---
id: "claim-risk-taking-propensity"
type: "claim"
source_timestamps: ["§ The Five Crucial Capabilities"]
tags: ["assessment-data", "risk-tolerance"]
related: ["concept-pe-talent-risk", "entity-ghsmart"]
confidence: "high"
testable: true
speakers: ["ghSmart"]
sources: ["tail2"]
sourceVaultSlug: "hbr-seg-tail2"
originDay: 2
articleStem: "hbr-tail-120-corporate-to-pe-ceo"
sourceUrl: "https://hbr.org/2026/07/making-the-leap-from-corporate-leader-to-pe-backed-ceo"

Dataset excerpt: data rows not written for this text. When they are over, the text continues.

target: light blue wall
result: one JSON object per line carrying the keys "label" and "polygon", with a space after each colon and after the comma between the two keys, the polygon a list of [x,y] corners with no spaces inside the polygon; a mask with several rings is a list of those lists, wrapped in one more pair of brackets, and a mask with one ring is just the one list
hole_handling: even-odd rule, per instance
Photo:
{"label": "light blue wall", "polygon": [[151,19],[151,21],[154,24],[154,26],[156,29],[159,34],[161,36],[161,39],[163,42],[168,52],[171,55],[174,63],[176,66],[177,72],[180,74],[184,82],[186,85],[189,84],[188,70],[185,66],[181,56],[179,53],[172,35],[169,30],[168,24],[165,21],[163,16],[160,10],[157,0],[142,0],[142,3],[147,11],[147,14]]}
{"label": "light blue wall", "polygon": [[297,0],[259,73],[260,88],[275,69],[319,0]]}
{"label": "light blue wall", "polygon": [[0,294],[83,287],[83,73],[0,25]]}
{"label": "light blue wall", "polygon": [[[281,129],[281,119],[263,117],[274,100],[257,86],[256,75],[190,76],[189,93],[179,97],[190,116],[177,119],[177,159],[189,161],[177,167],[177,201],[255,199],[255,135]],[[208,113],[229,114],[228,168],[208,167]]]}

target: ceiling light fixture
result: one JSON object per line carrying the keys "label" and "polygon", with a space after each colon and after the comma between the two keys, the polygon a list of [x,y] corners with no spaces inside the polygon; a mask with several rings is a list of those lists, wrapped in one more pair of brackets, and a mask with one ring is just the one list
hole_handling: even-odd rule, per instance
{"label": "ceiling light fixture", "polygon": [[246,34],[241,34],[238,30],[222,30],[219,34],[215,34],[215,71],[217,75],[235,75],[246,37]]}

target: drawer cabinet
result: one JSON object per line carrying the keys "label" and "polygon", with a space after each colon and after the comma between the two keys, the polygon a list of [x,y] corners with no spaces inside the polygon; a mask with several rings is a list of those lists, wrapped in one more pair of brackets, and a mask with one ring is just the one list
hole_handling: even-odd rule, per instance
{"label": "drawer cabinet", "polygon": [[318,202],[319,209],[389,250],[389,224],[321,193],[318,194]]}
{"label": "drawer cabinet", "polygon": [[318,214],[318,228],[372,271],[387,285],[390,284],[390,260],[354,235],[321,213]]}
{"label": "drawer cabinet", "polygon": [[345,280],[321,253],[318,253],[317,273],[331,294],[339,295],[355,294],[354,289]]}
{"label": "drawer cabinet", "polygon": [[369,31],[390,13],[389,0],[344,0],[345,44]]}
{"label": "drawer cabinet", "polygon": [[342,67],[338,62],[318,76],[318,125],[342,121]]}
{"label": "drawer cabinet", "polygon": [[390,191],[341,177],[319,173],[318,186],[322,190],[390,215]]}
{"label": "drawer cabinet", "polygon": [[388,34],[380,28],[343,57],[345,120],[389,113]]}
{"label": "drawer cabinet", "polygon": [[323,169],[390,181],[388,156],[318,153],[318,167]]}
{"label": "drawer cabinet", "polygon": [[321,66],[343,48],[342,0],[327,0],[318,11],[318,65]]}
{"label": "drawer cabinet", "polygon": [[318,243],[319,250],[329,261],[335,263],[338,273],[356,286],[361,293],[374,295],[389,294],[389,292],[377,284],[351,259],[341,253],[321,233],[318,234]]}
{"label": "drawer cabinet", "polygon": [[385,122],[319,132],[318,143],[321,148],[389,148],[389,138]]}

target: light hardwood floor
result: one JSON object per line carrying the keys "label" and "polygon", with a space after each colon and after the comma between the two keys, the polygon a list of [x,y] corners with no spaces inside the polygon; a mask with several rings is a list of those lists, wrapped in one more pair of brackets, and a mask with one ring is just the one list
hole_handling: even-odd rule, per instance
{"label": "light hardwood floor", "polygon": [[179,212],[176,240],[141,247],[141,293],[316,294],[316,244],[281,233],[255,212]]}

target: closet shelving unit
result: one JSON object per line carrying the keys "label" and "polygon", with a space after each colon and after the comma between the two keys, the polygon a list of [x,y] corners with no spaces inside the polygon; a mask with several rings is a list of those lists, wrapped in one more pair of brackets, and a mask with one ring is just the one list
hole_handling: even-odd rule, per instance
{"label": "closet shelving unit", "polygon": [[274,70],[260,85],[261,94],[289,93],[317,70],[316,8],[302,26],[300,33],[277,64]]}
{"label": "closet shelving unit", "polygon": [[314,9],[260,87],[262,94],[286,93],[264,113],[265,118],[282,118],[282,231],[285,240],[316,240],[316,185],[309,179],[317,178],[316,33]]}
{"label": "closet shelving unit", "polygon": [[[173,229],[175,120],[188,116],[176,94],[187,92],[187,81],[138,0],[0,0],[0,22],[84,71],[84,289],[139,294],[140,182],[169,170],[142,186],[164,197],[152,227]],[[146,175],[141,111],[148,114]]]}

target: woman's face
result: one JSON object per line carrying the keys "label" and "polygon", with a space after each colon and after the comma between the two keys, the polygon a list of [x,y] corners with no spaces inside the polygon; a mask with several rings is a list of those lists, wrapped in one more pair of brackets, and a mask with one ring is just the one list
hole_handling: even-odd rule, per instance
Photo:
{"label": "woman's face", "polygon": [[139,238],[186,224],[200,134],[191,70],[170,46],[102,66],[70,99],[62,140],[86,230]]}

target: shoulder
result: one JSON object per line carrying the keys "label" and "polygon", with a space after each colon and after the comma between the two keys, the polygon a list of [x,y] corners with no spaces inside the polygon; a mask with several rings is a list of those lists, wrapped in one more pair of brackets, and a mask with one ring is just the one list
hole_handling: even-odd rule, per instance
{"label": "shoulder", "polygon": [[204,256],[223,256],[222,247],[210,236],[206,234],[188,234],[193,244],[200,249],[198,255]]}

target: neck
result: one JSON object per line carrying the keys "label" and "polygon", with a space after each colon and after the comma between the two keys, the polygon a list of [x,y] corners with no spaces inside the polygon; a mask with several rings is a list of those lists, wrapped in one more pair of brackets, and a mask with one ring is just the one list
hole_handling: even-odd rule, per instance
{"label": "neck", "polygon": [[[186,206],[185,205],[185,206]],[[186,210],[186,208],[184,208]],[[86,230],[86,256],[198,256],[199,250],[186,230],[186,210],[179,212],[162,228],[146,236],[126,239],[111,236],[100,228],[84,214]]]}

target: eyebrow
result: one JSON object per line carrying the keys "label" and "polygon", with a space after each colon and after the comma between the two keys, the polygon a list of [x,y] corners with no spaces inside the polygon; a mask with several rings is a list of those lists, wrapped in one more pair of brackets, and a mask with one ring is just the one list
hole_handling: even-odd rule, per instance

sourceTitle: "Making the Leap from Corporate Leader to PE-Backed CEO"
---
# PE-backed CEOs are 12% more likely to score high on risk-taking

The [[entity-ghsmart-d120|ghSmart]] data analysis showed that portfolio-company CEOs were **12% more likely** to score high on risk-taking than their corporate C-suite counterparts. This manifests in placing selective bets, making rapid trade-offs, and owning consequences transparently — particularly regarding talent, as detailed in [[concept-pe-talent-risk|PE talent risk tolerance]].

**Confidence: high** (specific, testable). **Enrichment nuance:** the qualitative claim is strongly supported and reinforced by ghSmart's succession materials, which highlight risk-taking (especially on talent) as a defining PE capability; the **12% figure is internally derived and not cross-checked externally**. A counter-perspective from behavioral-finance and governance research warns that *excessive* risk-taking under high leverage can destroy value — implying the goal is calibrated, well-aligned risk rather than simply 'more,' a nuance the source's 'selective bets / owning consequences' framing largely respects.